Décembre: le cri du coeur du Dr François Marquis

05-12-2020

Photo: Sylvie Cadieux

Chef de services des soins intensifs de l’Hôpital Maisonneuve-Rosemont, le Dr François Marquis a vu le pire comme le meilleur au cours des premières semaines de la crise historique de la COVID-19: le courage, la solidarité, le dévouement, la panique, l’égoïsme, les petites mesquineries, la souffrance, la mort… Pour Québec Science, il a accepté de documenter les bouleversements de son quotidien. Voici son carnet de bord.

Samedi 5 décembre

Je suis choqué noir.

Alors que le nombre de cas explose, les centres d’achat sont remplis, les billets d’avion pour le Sud s’écoulent malgré tout et le taux d’occupation dans les chalets frôle les 100% pour le temps de Fêtes. Les gens qui magasinent leur voyage dans les Caraïbes poussent l’audace à demander au gouvernement que leur quarantaine soit remboursée parce qu’ils subiront des pertes de revenus. C’est le comble! C’est comme si on demandait d’être récompensé pour avoir commis des actes de désobéissance civile. C’est un non-sens. C’est enrageant. Pire, c’est insultant.
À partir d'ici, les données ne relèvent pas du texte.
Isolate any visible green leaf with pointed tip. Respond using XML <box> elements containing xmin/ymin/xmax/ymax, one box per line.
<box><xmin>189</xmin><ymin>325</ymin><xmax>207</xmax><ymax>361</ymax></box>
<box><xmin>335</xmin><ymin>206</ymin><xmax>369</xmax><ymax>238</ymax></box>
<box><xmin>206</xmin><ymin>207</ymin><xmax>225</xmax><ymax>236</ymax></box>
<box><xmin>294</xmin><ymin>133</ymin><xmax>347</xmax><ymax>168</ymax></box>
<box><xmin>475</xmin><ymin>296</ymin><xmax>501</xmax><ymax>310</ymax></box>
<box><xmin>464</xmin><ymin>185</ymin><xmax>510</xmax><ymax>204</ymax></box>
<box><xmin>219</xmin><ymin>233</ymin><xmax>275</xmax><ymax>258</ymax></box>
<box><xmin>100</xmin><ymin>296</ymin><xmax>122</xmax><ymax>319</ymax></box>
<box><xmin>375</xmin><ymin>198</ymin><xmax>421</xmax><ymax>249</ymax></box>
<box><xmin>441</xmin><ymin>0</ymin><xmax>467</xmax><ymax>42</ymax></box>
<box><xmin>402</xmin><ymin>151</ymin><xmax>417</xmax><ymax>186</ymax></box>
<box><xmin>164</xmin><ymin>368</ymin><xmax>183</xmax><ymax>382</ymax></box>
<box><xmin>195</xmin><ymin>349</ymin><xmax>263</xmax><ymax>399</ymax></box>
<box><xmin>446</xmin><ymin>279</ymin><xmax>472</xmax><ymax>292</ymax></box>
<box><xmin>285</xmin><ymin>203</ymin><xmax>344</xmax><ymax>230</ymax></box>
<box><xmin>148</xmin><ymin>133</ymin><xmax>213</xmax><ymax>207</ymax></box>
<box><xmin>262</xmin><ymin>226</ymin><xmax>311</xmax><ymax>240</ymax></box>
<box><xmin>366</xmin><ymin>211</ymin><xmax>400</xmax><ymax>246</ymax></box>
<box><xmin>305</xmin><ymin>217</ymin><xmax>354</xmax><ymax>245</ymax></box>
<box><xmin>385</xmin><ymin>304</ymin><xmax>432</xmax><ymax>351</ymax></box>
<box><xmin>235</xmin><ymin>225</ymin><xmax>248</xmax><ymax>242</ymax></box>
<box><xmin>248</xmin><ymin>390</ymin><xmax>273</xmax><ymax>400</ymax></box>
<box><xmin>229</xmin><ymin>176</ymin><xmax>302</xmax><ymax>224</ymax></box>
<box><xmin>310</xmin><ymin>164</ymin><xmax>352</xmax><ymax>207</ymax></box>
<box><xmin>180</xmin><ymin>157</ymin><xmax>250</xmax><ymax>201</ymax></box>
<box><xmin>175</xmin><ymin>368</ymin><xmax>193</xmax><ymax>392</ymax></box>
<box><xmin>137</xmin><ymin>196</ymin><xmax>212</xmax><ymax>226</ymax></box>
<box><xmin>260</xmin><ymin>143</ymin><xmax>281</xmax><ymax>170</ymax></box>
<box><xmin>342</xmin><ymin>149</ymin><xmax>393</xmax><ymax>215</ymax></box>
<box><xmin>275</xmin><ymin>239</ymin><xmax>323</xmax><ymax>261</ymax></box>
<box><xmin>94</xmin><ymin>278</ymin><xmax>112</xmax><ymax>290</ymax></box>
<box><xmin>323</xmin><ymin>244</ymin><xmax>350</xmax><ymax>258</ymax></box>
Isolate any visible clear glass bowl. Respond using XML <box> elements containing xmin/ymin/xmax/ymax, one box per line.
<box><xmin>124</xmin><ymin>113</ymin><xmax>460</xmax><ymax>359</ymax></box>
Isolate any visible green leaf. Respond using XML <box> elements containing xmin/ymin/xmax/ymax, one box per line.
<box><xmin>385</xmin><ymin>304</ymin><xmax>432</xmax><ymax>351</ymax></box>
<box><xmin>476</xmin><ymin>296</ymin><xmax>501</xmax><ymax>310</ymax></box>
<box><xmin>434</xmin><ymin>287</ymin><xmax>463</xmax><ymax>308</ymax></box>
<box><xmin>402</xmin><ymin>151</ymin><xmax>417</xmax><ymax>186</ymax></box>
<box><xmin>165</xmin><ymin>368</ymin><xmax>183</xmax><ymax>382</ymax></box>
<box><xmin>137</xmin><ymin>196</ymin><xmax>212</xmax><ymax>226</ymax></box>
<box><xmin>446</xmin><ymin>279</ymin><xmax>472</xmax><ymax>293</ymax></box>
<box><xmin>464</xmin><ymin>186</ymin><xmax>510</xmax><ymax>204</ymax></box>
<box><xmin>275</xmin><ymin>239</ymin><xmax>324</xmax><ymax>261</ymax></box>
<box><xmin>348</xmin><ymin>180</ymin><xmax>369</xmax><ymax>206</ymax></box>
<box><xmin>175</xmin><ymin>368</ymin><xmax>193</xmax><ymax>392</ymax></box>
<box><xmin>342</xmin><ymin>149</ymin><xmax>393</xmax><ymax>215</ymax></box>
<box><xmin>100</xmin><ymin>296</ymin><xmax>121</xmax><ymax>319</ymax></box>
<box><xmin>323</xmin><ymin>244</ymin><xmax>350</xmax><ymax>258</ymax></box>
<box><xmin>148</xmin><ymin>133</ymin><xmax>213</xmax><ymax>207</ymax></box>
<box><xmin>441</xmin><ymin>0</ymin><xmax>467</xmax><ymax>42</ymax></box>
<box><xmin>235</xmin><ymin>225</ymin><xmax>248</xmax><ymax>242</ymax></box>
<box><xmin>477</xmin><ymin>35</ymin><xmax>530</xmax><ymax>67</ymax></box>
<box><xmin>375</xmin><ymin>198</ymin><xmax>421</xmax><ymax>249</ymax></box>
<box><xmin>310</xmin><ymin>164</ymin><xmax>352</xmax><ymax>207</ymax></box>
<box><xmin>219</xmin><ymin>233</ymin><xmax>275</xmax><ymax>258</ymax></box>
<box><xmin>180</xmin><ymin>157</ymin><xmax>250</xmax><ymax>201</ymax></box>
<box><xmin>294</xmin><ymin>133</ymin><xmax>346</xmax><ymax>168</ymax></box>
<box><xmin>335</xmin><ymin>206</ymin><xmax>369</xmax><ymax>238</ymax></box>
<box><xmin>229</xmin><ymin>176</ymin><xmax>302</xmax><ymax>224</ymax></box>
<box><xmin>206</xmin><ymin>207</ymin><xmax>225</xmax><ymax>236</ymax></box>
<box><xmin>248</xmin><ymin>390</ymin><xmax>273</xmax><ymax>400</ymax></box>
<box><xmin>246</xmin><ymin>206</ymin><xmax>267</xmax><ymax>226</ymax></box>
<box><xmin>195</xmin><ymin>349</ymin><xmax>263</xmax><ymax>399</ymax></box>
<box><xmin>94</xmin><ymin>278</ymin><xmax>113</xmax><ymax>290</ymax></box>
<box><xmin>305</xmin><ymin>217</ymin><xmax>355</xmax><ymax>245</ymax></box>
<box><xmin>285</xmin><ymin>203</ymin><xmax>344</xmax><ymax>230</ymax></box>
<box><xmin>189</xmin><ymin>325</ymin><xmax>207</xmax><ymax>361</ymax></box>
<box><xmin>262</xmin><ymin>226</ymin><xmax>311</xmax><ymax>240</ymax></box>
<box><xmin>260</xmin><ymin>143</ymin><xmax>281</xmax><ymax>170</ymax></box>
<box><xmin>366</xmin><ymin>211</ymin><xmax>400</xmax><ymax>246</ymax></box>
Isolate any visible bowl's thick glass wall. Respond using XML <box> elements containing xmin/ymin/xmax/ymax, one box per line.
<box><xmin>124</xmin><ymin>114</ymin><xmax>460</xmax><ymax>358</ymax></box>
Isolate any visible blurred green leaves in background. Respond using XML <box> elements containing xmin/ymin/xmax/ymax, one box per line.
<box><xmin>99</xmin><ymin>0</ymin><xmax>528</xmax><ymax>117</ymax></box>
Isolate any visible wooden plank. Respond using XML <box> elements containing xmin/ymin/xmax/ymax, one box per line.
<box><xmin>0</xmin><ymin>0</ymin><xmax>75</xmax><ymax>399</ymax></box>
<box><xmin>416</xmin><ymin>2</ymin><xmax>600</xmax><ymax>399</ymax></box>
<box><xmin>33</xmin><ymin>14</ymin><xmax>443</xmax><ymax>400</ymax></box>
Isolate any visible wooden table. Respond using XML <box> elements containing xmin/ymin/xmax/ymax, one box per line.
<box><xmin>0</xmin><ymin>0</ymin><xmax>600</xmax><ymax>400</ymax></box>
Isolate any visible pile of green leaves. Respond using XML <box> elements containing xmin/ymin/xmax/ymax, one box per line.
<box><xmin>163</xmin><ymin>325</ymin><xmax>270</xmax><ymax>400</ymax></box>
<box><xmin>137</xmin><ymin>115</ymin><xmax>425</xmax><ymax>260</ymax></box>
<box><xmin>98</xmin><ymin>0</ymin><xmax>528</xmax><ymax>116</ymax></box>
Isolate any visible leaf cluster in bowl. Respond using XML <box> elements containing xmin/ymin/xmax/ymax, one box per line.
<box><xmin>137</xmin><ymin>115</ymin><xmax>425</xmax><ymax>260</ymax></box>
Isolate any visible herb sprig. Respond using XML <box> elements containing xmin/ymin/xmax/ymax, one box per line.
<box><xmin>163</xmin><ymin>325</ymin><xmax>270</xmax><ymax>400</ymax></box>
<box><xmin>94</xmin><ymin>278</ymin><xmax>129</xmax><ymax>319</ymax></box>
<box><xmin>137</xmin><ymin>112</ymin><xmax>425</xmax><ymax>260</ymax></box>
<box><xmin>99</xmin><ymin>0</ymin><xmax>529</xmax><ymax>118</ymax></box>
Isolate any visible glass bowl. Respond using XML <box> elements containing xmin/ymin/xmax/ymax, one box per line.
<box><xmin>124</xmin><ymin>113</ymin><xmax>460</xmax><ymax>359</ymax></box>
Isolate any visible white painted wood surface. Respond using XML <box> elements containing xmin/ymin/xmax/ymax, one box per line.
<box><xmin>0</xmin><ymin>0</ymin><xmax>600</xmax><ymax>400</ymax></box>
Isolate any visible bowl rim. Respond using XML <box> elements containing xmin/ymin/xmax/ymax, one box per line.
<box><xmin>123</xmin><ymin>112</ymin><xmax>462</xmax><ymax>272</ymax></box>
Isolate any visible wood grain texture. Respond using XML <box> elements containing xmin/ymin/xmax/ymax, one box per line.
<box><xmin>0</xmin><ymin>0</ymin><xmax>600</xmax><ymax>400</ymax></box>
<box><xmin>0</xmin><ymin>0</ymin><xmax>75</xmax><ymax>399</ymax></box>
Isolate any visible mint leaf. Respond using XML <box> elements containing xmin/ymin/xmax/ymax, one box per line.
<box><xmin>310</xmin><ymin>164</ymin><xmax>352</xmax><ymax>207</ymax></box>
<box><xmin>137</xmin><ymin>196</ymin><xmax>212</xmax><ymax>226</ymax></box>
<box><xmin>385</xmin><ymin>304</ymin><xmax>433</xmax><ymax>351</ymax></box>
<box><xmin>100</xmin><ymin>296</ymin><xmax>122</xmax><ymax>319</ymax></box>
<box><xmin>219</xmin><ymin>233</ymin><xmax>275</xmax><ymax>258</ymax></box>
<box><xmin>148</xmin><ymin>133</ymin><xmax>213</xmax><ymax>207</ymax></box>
Saviez-vous que les décrets ministériels qui permettent de faire passer les employés de temps partiel à temps complet ont été réactivés pour pallier le manque de ressources? Saviez-vous que le délestage a commencé? Tant pis pour les accommodements travail-famille. Tant pis pour les vacances des Fêtes. Tout le monde dans les hôpitaux va travailler tout le temps, point barre. Mes collègues qui gèrent les transferts de patients entre les différents établissements m’ont confirmé que ça déborde déjà de partout.

« Je lance un cri du cœur. Il y a beaucoup trop de personnes, dans beaucoup trop de régions, qui ont décidé qu’elles allaient saboter les efforts collectifs. »

DR FRANÇOIS MARQUIS

Que dois-je comprendre? Quel message nous envoie la population? Que tous les sacrifices, que tous les morts, que tous les drames humains, que rien de tout cela ne compte. Pourquoi? Au nom du droit de fêter? Au nom du fait qu’« on est tanné »? Et tant pis pour les conséquences! Clairement, ces personnes ne portent pas attention à ce qui se passe aux États-Unis où les hôpitaux doivent composer avec les répercussions de Thanksgiving. Les soins intensifs ne suffisent plus à la tâche. C’est sans compter les conséquences qu’auront les rassemblements du temps des Fêtes. Par chance, notre gouvernement a décidé de résilier son « contrat moral » et d’interdire les rassemblements à Noël. La décision est impopulaire, mais c’était la bonne chose à faire.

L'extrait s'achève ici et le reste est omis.